Cluster Configuration

Cluster configuration files describe each cluster a user may submit jobs to and login hosts the user can ssh to. These files detail how the system can interact with your scheduler. Without them, many of the features in Open OnDemand won’t work - including interactive apps.

Indeed, one of the main reasons to use Open OnDemand is use your clusters interactively.

Apps that require proper cluster configuration include:

  • shell (connect to a cluster login node from the Dashboard App)

  • active-jobs (view a list of active jobs for the various clusters)

  • job-composer (submit jobs to various clusters)

  • All interactive apps such as Jupyter and RStudio

Tip

We provide a puppet module and an ansible role for automating all of this configuration.

  1. Create the default directory that the cluster configuration files reside under:

    sudo mkdir -p /etc/ood/config/clusters.d
    
  2. Create a cluster YAML configuration file for each HPC cluster you want to provide access to. They must have the .yml or .yaml extensions.

    Note

    It is best to name the file after the HPC cluster it is defining. For example, we added the cluster configuration file /etc/ood/config/clusters.d/oakley.yml for the Oakley cluster here at OSC.

    The simplest cluster configuration file for an HPC cluster with only a login node and no resource manager looks like:

    # /etc/ood/config/clusters.d/my_cluster.yml
    ---
    v2:
      metadata:
        title: "My Cluster"
      login:
        host: "my_cluster.my_center.edu"
    

    Where host is the SSH server host for the given cluster.

    In production you will also want to add a resource manager.
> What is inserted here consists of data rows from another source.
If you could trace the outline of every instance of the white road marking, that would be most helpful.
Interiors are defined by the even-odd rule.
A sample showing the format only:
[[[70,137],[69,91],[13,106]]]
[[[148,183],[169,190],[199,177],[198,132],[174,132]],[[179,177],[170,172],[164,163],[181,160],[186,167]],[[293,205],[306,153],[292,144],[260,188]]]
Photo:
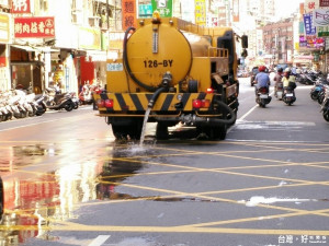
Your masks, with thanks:
[[[111,236],[109,235],[99,235],[97,238],[94,238],[88,246],[101,246],[109,239]]]

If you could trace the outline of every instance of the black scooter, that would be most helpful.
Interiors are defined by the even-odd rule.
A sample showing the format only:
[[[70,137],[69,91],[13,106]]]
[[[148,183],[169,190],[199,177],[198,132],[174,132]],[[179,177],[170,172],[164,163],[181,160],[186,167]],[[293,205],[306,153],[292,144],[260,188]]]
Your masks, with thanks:
[[[272,96],[269,95],[269,87],[260,87],[256,92],[256,103],[260,107],[265,107],[266,104],[271,103]]]
[[[64,108],[67,112],[71,112],[76,107],[76,104],[69,93],[61,93],[60,90],[56,89],[46,89],[42,101],[46,108],[53,110],[60,110]]]

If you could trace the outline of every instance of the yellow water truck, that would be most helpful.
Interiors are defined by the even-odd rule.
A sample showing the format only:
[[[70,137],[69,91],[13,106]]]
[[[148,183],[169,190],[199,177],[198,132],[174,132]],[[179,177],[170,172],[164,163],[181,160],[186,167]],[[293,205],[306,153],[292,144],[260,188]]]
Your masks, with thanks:
[[[225,139],[239,106],[236,40],[230,27],[138,20],[137,28],[126,30],[123,50],[107,59],[105,90],[94,94],[98,116],[117,139],[140,138],[146,112],[158,139],[179,122]]]

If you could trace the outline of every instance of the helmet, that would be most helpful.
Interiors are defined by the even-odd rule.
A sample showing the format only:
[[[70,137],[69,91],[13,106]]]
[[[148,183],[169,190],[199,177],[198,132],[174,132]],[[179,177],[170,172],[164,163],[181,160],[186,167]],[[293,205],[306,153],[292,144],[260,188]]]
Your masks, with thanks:
[[[266,70],[266,67],[265,66],[260,66],[259,68],[258,68],[258,71],[260,71],[260,72],[263,72],[263,71],[265,71]]]
[[[291,69],[290,69],[290,68],[286,68],[284,71],[285,71],[285,72],[291,72]]]

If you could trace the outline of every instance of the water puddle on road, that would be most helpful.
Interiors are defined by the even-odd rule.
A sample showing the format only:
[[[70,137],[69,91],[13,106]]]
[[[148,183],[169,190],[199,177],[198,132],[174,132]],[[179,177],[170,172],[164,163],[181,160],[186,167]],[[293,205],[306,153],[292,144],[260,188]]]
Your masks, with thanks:
[[[115,187],[144,168],[152,142],[64,141],[0,149],[4,213],[0,245],[49,238],[47,226],[79,216],[77,206],[104,199],[133,199]]]

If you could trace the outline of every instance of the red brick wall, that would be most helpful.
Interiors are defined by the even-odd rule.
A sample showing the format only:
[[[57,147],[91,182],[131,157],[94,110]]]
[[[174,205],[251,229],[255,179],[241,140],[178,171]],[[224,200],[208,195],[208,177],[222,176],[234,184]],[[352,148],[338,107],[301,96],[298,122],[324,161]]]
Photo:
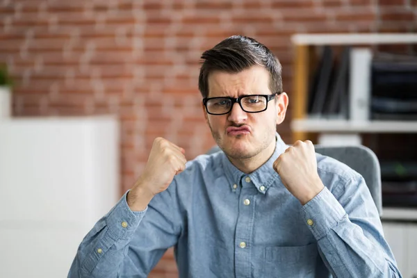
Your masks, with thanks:
[[[0,63],[17,83],[16,116],[119,115],[124,191],[155,137],[183,147],[188,159],[213,145],[197,90],[204,50],[233,34],[253,36],[280,59],[291,98],[292,34],[414,32],[416,7],[416,0],[3,0]],[[290,118],[279,129],[288,142]],[[152,276],[177,276],[171,251]]]

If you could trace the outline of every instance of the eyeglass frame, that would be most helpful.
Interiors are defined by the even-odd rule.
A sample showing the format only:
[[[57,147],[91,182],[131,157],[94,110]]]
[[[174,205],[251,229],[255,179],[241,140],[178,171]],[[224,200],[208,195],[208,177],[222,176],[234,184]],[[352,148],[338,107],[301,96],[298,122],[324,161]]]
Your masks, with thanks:
[[[241,95],[239,97],[204,97],[203,99],[203,104],[204,105],[204,107],[206,108],[206,111],[210,114],[210,115],[226,115],[226,114],[229,114],[231,110],[233,109],[233,106],[234,106],[234,104],[238,103],[239,104],[239,106],[240,106],[240,108],[246,112],[246,113],[260,113],[260,112],[263,112],[265,111],[266,109],[268,109],[268,103],[269,101],[270,101],[271,100],[274,99],[275,98],[276,95],[281,95],[282,92],[274,92],[272,95]],[[266,99],[266,105],[265,106],[265,109],[261,110],[260,111],[247,111],[245,110],[245,108],[243,108],[243,106],[242,106],[242,99],[245,98],[245,97],[263,97]],[[215,113],[211,113],[210,112],[208,112],[208,109],[207,108],[207,101],[208,101],[211,99],[230,99],[231,101],[231,105],[230,106],[230,110],[226,113],[221,113],[221,114],[215,114]]]

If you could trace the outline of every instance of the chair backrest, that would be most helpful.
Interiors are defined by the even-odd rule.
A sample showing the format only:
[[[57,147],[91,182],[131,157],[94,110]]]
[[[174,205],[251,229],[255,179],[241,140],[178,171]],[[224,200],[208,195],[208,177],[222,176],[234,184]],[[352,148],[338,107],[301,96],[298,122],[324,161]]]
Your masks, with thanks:
[[[316,152],[338,160],[361,174],[369,188],[379,215],[382,214],[381,168],[375,154],[369,148],[358,146],[316,145]],[[218,146],[212,147],[208,154],[220,151]]]

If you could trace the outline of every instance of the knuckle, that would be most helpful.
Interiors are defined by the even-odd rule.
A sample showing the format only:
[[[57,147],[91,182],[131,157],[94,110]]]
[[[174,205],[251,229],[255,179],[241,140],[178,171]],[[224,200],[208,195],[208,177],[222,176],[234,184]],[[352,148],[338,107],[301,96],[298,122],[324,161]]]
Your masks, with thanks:
[[[304,141],[304,143],[306,143],[306,144],[307,144],[307,145],[311,145],[311,145],[313,145],[313,142],[310,141],[309,140],[306,140]]]

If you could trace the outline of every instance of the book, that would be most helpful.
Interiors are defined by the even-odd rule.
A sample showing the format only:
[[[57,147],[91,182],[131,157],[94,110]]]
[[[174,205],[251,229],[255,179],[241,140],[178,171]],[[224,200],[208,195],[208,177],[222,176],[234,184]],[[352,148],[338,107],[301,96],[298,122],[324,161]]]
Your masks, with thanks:
[[[370,118],[372,57],[369,48],[350,49],[349,118],[352,121],[366,121]]]

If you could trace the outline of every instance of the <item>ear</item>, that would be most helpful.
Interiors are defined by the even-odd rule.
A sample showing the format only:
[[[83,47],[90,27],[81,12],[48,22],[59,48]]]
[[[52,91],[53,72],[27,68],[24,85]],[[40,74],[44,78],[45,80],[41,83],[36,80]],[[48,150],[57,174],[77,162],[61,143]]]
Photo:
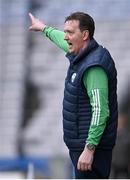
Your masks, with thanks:
[[[88,30],[84,30],[83,31],[83,40],[86,41],[89,38],[89,31]]]

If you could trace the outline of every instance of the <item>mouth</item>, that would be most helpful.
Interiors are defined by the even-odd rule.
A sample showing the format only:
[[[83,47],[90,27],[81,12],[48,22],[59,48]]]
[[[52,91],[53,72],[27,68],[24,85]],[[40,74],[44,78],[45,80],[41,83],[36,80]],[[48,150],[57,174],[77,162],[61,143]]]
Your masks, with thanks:
[[[68,42],[68,44],[69,44],[69,47],[72,47],[72,43],[71,42]]]

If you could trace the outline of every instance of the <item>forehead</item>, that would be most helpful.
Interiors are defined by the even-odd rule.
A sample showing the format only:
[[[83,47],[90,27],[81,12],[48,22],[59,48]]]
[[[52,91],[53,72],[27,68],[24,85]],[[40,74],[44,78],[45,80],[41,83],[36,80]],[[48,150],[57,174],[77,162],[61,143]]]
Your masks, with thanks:
[[[78,20],[69,20],[66,21],[64,24],[64,31],[68,30],[68,29],[76,29],[79,28],[79,21]]]

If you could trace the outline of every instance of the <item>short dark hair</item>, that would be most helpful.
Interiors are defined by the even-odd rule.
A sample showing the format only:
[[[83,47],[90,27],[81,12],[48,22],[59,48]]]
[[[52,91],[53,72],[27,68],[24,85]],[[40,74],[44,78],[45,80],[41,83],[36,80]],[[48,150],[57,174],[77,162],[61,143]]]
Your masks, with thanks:
[[[95,31],[95,22],[90,15],[84,12],[74,12],[65,18],[65,22],[70,20],[78,20],[80,30],[88,30],[90,39],[93,38]]]

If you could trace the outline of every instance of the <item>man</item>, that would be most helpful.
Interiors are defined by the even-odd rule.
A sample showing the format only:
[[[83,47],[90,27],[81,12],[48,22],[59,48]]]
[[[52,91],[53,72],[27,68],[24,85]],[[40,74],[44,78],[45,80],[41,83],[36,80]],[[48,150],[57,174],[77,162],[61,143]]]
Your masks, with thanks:
[[[117,72],[106,48],[94,39],[93,18],[83,12],[65,19],[64,32],[29,14],[30,30],[42,31],[70,61],[63,99],[64,141],[75,178],[108,178],[117,132]]]

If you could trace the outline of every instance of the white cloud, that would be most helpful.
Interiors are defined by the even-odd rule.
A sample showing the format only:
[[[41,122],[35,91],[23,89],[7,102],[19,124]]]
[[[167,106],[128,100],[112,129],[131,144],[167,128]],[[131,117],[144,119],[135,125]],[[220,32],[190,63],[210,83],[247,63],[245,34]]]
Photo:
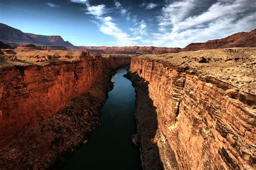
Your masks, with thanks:
[[[122,8],[121,9],[120,12],[123,16],[124,16],[127,13],[127,10],[125,9]]]
[[[105,5],[100,4],[96,6],[87,5],[87,14],[91,14],[96,17],[100,17],[106,12]]]
[[[251,0],[217,0],[212,5],[207,3],[208,6],[207,0],[166,0],[167,4],[156,18],[145,18],[140,22],[132,10],[116,1],[114,9],[133,25],[129,29],[130,33],[122,29],[110,15],[113,9],[104,4],[91,5],[84,0],[71,1],[86,5],[86,13],[95,18],[92,22],[100,32],[113,37],[116,41],[112,42],[117,46],[184,47],[191,42],[222,38],[255,27],[255,6]],[[158,5],[150,4],[153,3],[142,4],[140,6],[150,9]],[[154,23],[156,19],[157,23]]]
[[[175,2],[166,5],[157,17],[158,32],[144,43],[157,46],[180,47],[209,39],[224,38],[255,29],[254,4],[250,0],[219,0],[197,15],[196,0]]]
[[[156,4],[154,4],[153,3],[150,3],[148,4],[146,3],[143,3],[139,5],[139,6],[145,7],[145,9],[147,10],[151,10],[153,8],[155,8],[156,7],[158,6],[158,5]]]
[[[151,10],[152,9],[153,9],[153,8],[157,7],[157,6],[158,6],[157,4],[154,4],[154,3],[150,3],[149,4],[148,4],[146,5],[146,9],[147,10]]]
[[[53,3],[51,3],[50,2],[48,2],[47,3],[47,5],[50,6],[50,7],[52,7],[52,8],[60,8],[59,6],[58,6],[57,5],[55,5],[55,4],[53,4]]]
[[[130,28],[130,30],[132,32],[135,36],[142,36],[142,37],[147,36],[147,25],[144,20],[139,23],[138,27],[135,28]]]
[[[117,8],[119,8],[122,5],[121,5],[121,4],[120,3],[120,2],[119,2],[118,1],[116,1],[114,2],[114,5]]]
[[[109,9],[105,5],[92,6],[88,2],[86,3],[86,5],[87,11],[86,13],[92,15],[96,19],[96,20],[91,20],[91,22],[97,25],[100,32],[114,37],[116,39],[116,45],[135,45],[137,44],[136,41],[142,38],[140,36],[131,37],[119,28],[113,22],[113,19],[111,17],[105,16]],[[124,10],[121,8],[121,10],[122,9]],[[123,11],[123,13],[126,15],[126,17],[130,17],[130,12],[127,12],[126,10]],[[130,19],[130,18],[126,18],[126,19]]]
[[[71,2],[73,3],[86,3],[87,1],[87,0],[70,0]]]

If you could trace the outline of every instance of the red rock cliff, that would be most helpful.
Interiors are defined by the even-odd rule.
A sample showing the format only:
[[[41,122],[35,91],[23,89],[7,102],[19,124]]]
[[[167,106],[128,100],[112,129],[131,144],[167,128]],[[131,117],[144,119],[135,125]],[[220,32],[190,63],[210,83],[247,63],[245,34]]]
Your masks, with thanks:
[[[82,53],[78,60],[71,60],[44,66],[0,66],[0,141],[29,122],[52,115],[68,101],[88,90],[104,72],[128,65],[131,59]]]
[[[172,55],[165,59],[181,55],[189,58],[187,66],[197,57],[185,53]],[[186,64],[175,65],[157,56],[131,61],[131,71],[137,72],[143,84],[148,84],[149,96],[156,108],[158,130],[154,141],[164,168],[172,168],[167,154],[171,149],[181,169],[255,168],[255,96]],[[207,64],[201,67],[204,65]],[[252,71],[255,66],[247,63],[244,67]],[[246,73],[242,73],[245,77]],[[170,148],[163,146],[166,142]]]

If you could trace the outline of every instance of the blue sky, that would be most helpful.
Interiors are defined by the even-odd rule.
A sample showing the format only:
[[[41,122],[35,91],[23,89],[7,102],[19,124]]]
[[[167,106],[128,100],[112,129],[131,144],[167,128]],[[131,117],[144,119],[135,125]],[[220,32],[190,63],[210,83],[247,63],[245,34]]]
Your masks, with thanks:
[[[0,0],[0,23],[75,45],[184,47],[255,29],[254,0]]]

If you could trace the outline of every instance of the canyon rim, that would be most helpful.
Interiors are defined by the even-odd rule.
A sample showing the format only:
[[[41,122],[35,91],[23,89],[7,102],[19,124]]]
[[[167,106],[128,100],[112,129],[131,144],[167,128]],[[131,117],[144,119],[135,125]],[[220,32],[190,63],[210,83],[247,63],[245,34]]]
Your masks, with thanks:
[[[0,1],[0,169],[255,169],[255,9]]]

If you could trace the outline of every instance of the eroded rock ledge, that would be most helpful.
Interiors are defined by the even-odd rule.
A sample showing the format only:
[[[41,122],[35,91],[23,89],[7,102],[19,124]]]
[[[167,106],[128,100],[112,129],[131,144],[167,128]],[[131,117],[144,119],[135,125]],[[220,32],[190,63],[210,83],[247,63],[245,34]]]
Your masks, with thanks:
[[[1,52],[1,169],[61,165],[98,123],[112,88],[109,71],[131,61],[83,52]]]
[[[255,168],[255,51],[205,50],[132,59],[137,134],[145,169]],[[149,101],[143,103],[147,96]]]

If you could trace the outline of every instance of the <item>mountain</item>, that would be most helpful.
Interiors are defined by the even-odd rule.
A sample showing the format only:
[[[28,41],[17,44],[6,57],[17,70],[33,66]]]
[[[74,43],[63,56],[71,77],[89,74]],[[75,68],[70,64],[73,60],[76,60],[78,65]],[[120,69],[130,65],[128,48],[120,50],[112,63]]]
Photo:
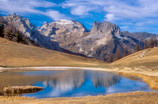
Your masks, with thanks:
[[[101,66],[102,61],[0,38],[0,66]]]
[[[52,41],[59,42],[60,47],[66,48],[84,37],[86,28],[79,22],[71,20],[60,20],[52,23],[45,23],[39,31]]]
[[[40,47],[59,50],[58,43],[52,42],[49,37],[41,35],[37,27],[35,27],[29,19],[23,18],[16,14],[4,16],[4,21],[8,25],[12,25],[16,30],[21,32],[25,37],[37,43]]]
[[[145,49],[126,56],[113,63],[119,67],[143,67],[147,69],[158,68],[158,47]]]
[[[95,22],[88,31],[83,24],[72,20],[45,23],[39,28],[16,14],[5,16],[4,20],[40,47],[106,62],[158,46],[156,34],[122,32],[117,25],[107,21]]]
[[[82,25],[80,24],[79,26]],[[70,29],[67,24],[65,27]],[[59,30],[61,31],[62,29],[58,28],[58,31]],[[77,33],[65,31],[61,35],[64,36],[63,39],[69,41],[65,41],[64,45],[62,45],[61,40],[57,41],[59,44],[61,43],[60,46],[62,48],[74,53],[80,53],[87,57],[93,57],[108,62],[112,62],[118,58],[135,52],[137,45],[143,47],[142,42],[124,36],[120,28],[110,22],[96,22],[88,35],[85,35],[85,30],[86,29],[82,26],[82,28],[79,28]],[[67,34],[71,34],[75,39],[69,37]],[[52,34],[52,36],[59,37],[59,34]]]

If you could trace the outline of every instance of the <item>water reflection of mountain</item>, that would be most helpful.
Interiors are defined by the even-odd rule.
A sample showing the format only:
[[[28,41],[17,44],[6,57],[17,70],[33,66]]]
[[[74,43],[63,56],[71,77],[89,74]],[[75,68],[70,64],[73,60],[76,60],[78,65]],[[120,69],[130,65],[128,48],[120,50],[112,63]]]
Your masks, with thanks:
[[[52,87],[54,90],[69,91],[82,86],[85,81],[84,71],[63,71],[49,77],[44,81],[46,87]]]
[[[109,87],[119,82],[120,76],[110,72],[97,71],[63,71],[50,76],[44,81],[45,87],[52,87],[54,91],[67,92],[84,85],[87,80],[91,80],[93,86]]]
[[[120,81],[120,76],[110,72],[92,72],[92,80],[95,87],[110,87]]]

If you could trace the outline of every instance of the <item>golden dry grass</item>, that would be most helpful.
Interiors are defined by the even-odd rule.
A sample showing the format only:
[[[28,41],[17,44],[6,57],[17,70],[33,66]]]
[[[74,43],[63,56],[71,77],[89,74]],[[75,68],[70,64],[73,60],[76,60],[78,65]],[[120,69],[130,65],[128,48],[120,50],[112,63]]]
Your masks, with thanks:
[[[154,90],[158,90],[158,77],[157,76],[149,76],[149,75],[144,75],[144,74],[139,74],[139,73],[126,73],[126,72],[119,72],[119,74],[128,78],[139,77],[143,79],[143,81],[146,82],[150,86],[150,88]]]
[[[114,63],[114,66],[121,67],[141,67],[143,69],[158,69],[158,47],[145,49],[127,57],[124,57]]]
[[[84,98],[0,97],[0,104],[158,104],[158,93],[132,92]]]
[[[0,66],[101,66],[105,62],[0,38]]]

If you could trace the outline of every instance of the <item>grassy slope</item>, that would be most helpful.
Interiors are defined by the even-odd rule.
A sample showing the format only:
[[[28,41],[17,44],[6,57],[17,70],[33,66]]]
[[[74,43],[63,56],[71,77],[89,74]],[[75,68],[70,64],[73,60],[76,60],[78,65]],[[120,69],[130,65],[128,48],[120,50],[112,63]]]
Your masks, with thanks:
[[[113,63],[116,66],[140,67],[158,69],[158,47],[145,49],[124,57]]]
[[[18,44],[0,38],[0,66],[101,66],[102,61]]]

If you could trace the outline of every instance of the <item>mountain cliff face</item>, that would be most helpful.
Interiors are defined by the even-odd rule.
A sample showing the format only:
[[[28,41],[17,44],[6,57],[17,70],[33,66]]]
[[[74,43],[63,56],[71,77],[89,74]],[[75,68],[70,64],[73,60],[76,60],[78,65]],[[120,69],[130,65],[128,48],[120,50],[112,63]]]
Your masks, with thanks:
[[[136,51],[143,43],[124,36],[118,26],[110,22],[96,22],[88,36],[70,44],[68,50],[88,57],[112,62]]]
[[[8,25],[12,25],[16,30],[21,32],[26,38],[31,39],[40,47],[60,50],[58,43],[51,42],[49,37],[41,35],[37,28],[30,22],[29,19],[23,18],[16,14],[3,17]]]
[[[157,35],[150,33],[122,32],[110,22],[95,22],[88,32],[81,23],[71,20],[45,23],[39,28],[15,14],[4,17],[4,20],[41,47],[69,51],[107,62],[144,49],[144,40],[157,39]]]
[[[39,31],[52,41],[59,42],[62,48],[66,48],[69,44],[78,41],[84,37],[86,28],[79,22],[71,20],[60,20],[57,22],[46,23]]]

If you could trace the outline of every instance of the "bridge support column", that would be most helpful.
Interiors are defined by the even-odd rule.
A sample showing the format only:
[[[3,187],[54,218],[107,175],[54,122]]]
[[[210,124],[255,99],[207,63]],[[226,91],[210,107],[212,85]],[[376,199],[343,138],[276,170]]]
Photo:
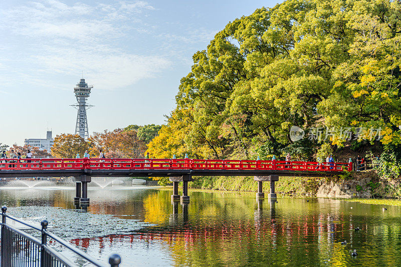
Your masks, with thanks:
[[[256,193],[256,196],[259,198],[264,198],[265,193],[263,193],[263,182],[258,181],[258,192]]]
[[[181,196],[181,201],[183,202],[189,201],[189,196],[188,195],[188,182],[190,181],[191,178],[191,175],[189,174],[182,175],[182,195]]]
[[[89,203],[88,198],[88,182],[82,182],[82,197],[79,200],[80,203]]]
[[[274,191],[274,182],[279,180],[279,176],[277,175],[271,175],[267,176],[254,176],[254,180],[258,181],[258,193],[257,196],[258,197],[264,197],[265,195],[263,192],[262,182],[270,182],[270,193],[268,195],[269,198],[276,198],[277,195]],[[261,195],[261,194],[263,194]]]
[[[270,193],[269,194],[268,196],[269,198],[277,198],[277,195],[276,194],[276,191],[274,190],[274,181],[270,181]]]
[[[171,195],[171,200],[179,200],[180,195],[178,194],[178,183],[179,182],[172,182],[172,191],[173,194]]]
[[[79,202],[81,199],[81,182],[75,182],[75,197],[74,198],[74,202]]]

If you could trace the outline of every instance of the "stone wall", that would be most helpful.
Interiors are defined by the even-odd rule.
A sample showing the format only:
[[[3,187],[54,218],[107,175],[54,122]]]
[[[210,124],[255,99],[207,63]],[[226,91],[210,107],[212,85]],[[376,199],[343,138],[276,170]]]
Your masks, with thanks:
[[[371,197],[367,184],[371,178],[366,177],[359,180],[344,181],[341,183],[333,181],[326,184],[320,181],[317,190],[317,197]]]

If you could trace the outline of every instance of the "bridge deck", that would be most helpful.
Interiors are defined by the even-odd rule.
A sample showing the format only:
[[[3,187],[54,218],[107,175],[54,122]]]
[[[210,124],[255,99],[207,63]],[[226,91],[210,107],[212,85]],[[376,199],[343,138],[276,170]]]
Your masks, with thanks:
[[[189,159],[0,159],[0,177],[280,176],[330,176],[352,163]]]

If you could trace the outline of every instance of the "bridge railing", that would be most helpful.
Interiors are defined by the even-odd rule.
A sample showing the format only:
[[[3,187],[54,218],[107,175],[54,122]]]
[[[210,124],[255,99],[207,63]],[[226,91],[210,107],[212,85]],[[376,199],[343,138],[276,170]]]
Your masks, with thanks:
[[[47,229],[48,221],[43,220],[41,228],[6,213],[7,208],[2,207],[1,247],[0,260],[2,266],[33,266],[35,267],[75,267],[76,264],[48,244],[48,237],[58,245],[72,251],[92,266],[118,267],[121,263],[120,256],[114,254],[109,258],[109,265],[104,264],[84,251],[69,244]],[[8,218],[29,228],[41,232],[41,240],[8,223]]]
[[[7,161],[6,162],[4,161]],[[341,171],[352,163],[194,159],[1,159],[2,170],[210,169]]]

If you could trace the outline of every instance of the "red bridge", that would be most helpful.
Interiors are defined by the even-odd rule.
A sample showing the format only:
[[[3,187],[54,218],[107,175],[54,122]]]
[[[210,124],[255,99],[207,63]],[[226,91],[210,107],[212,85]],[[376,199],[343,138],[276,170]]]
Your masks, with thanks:
[[[351,171],[352,163],[280,160],[193,159],[0,159],[0,178],[74,176],[74,199],[89,203],[87,183],[93,177],[170,177],[173,199],[179,199],[178,182],[183,182],[182,200],[189,200],[187,182],[196,176],[253,176],[259,183],[258,196],[264,197],[262,182],[270,181],[269,196],[276,197],[274,182],[279,176],[324,177]],[[82,185],[82,196],[81,196]]]

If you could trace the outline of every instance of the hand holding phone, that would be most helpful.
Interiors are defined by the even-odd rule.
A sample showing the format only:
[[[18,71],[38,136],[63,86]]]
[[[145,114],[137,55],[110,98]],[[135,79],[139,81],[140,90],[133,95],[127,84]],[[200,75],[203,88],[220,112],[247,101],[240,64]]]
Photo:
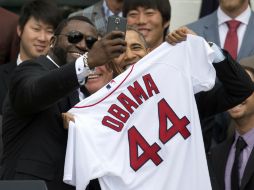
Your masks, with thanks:
[[[112,31],[122,31],[126,32],[127,19],[119,16],[108,17],[107,33]]]

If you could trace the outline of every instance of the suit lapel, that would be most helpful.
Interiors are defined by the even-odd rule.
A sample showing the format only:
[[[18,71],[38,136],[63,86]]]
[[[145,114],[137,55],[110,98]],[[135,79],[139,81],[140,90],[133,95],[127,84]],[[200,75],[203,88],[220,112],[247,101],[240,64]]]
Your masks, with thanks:
[[[253,176],[254,173],[254,148],[252,148],[249,160],[246,164],[244,169],[242,184],[240,189],[244,189],[247,183],[249,182],[250,178]]]
[[[222,189],[225,189],[225,169],[228,160],[229,151],[234,138],[228,139],[221,145],[218,145],[213,151],[213,168],[217,176],[217,182]]]
[[[253,33],[254,33],[254,12],[251,12],[250,20],[244,33],[242,45],[237,56],[238,60],[247,57],[249,55],[252,55],[254,53]]]
[[[8,88],[8,86],[9,86],[11,73],[16,68],[16,66],[17,66],[16,62],[10,62],[10,63],[7,63],[6,67],[4,68],[3,80],[4,80],[4,83],[6,85],[6,88]]]

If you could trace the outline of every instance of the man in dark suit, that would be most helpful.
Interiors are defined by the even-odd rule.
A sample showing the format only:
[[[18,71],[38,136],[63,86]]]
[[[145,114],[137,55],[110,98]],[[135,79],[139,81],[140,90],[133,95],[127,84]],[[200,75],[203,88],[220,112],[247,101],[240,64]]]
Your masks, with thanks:
[[[236,30],[238,45],[235,48],[228,48],[226,45],[226,36],[229,31],[227,22],[230,20],[240,21]],[[187,27],[207,41],[218,44],[221,48],[234,49],[237,60],[254,55],[254,38],[252,37],[254,12],[249,6],[249,0],[219,0],[219,7],[215,12],[187,25]],[[229,47],[232,46],[233,43],[230,41]],[[210,147],[216,146],[226,139],[229,116],[224,112],[202,120],[201,125],[204,129],[204,137],[207,139],[207,151],[209,151]]]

That is because the active-jobs and job-composer pages won’t be able to list or submit jobs without a defined resource manager.

The Test Configuration page provides directions on using a Rake task to verify the resource manager configuration.

The A Working Example of a bin_overrides Script provides directions on how to provide a replacement or wrapper script for one or more of the resource manager client binaries.